Using the datapath used in project 2 (attached) complete the
execution for the push instruction. You
may not modify the fetch, decode, or decode2 states that are provided. Use the same specifications used in project
2 with the following exceptions:
·
Memory read accesses take zero time.
(That is, when the memoryAddress register is set, memoryData becomes available
in the next clock.)
·
Memory write accesses take zero time.
(That is, once the memoryData register is written to, the data is immediately
stored to the address specified by memoryAddress.)
·
Constants may be put on the bus. (For
example, the statement bus=4 is legal.)
(20 points)
So that you have enough room, we have provided the next sheet for
your answer! Use this page only for
scrap work.
push (I-type format) 011 Store RegB into memory. The memory
address is the contents of regA. After
this, regA is incremented by 1 if the offsetField is zero and is decremented by1 otherwise.
Put your answer to question 1 of section III here. We have started the problem for you.
fetch:
printState(&state, "fetch");
bus = state.pc;
state.memoryAddress = bus;
goto decode;
decode:
printState(&state,
"decode");
state.pc++;
bus = state.memoryData;
state.instrReg = bus;
goto decode2;
decode2:
printState(&state,
"decode2");
if((state.instrReg >> 22) == 0)
goto add;
……………
if((state.instrReg >> 22) == 3)
goto push1;
push1:
printState(&state, "push1");
(Note:
When grading this problem we did not look for wonderful C syntax.
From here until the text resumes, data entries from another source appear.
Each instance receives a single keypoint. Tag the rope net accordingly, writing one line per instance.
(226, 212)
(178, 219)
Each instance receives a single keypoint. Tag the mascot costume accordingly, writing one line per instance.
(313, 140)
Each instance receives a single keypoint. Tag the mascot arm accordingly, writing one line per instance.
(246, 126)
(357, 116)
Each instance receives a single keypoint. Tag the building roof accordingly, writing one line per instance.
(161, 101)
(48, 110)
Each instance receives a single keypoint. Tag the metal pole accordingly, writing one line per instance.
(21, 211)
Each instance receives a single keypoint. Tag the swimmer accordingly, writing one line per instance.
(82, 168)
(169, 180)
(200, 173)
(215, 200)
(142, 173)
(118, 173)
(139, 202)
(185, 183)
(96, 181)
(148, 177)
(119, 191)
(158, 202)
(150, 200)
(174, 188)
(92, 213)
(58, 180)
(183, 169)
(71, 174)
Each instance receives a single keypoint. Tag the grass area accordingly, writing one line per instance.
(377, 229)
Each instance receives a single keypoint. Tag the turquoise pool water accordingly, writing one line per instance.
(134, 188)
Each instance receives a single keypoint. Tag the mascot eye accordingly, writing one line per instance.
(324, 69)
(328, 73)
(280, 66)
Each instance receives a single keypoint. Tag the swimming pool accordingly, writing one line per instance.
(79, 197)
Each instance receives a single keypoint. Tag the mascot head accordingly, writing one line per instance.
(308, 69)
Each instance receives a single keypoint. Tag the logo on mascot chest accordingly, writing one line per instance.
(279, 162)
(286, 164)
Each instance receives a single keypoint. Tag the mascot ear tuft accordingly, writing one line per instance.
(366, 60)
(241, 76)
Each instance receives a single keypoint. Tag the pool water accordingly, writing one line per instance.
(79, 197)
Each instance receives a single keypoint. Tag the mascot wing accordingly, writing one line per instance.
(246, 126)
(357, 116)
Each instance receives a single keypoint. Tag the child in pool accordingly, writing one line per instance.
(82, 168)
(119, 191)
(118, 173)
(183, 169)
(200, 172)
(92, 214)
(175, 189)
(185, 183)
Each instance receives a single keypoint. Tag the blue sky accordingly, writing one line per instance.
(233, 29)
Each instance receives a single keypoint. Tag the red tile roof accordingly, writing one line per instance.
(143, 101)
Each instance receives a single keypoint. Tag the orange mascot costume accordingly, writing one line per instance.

If the idea was plain and not wrong we took
it.)
(Let
RegA = ((state.instrReg >> 19) &7).
Let (RegB=(state.instrReg>>16) &7)
bus=state.reg[RegA];
state.memoryAddress=Bus;
goto push2;
push2:
printState(&state,”push2”);
bus=state.reg[RegB];
state.memoryData=bus;
goto push3;
push3:
printState(&state,”push3”);
bus=state.instrReg & 0xFFFF;
state.ALUoperand=bus;
goto push4;
push4:
printState(&state,”push4”);
bus=0;
state.ALUresult=bus+state.ALUOperand;
goto push5;
push5:
printState(&state,”push5”);
bus=state.reg[regA];
state.ALUOperand=bus;
if(state.ALUresult==0)
goto neg1;
else
goto pos1;
neg1:
bus=-1;
state.ALUresult=state.ALUoperand+bus;
goto done;
pos1:
bus=1;
state.ALUresult=state.ALUoperand+bus;
goto done;
done:
bus=state.ALUresult;
state.reg[RegA]=bus;
goto fetch;
Consider the push instruction from the previous question and the
multi-cycle datapath used in class (provided).
Assume you could add the necessary connections and MUXes needed. What would happen in each cycle of the
execution of a push instruction? You
are to use as few cycles as possible and may not add anything other than
wires and MUXes (no additional adders, registers, etc.) If a given state is unneeded, label it as unneeded,
otherwise give a brief description (in psuedo-code) of the events in each stage
(you may add more stages if needed). We
have provided the fetch and decode part and you may not modify them. (20
points)
Fetch:
InstReg=MEM[PC]
PC=PC+1
Goto Decode
Decode:
Readdata1=Register[InstReg bits 22-24]
Readdata2=Register[InstReg bits 19-21]
…………
If (push) Goto Push1
Push1:
// hold Readdatas from Decode
MEM[Readdata1]=Readdata2
if(signextend(InstReg bits 0-15) == 0)
then goto Push2
else goto Push4
Push2:
// hold Readdata1 from Push1
ALUout=Readdata1 + 1
Push3:
// hold Readdata1 and ALUout from Push2
Register[InstReg bits 19-24]=ALUout
goto Fetch
Push4:
// hold Readdata1 from Push1
ALUout=Readdata1 + -1
Push5:
// hold Readdata1 and ALUout from Push4
Register[InstReg bits 19-24]=ALUout
goto Fetch
Common
mistake:
·
missing
that we need to hold values on ALU and hence having one writeback state.
o
Not
putting states but paying lip service to holding values
o
Missing
WB or using eq as mux control, or doing both WB and EX in one cycle thereby
missing the problem.
Note:
We pretty much took it if it was right and
we could figure out what people were doing.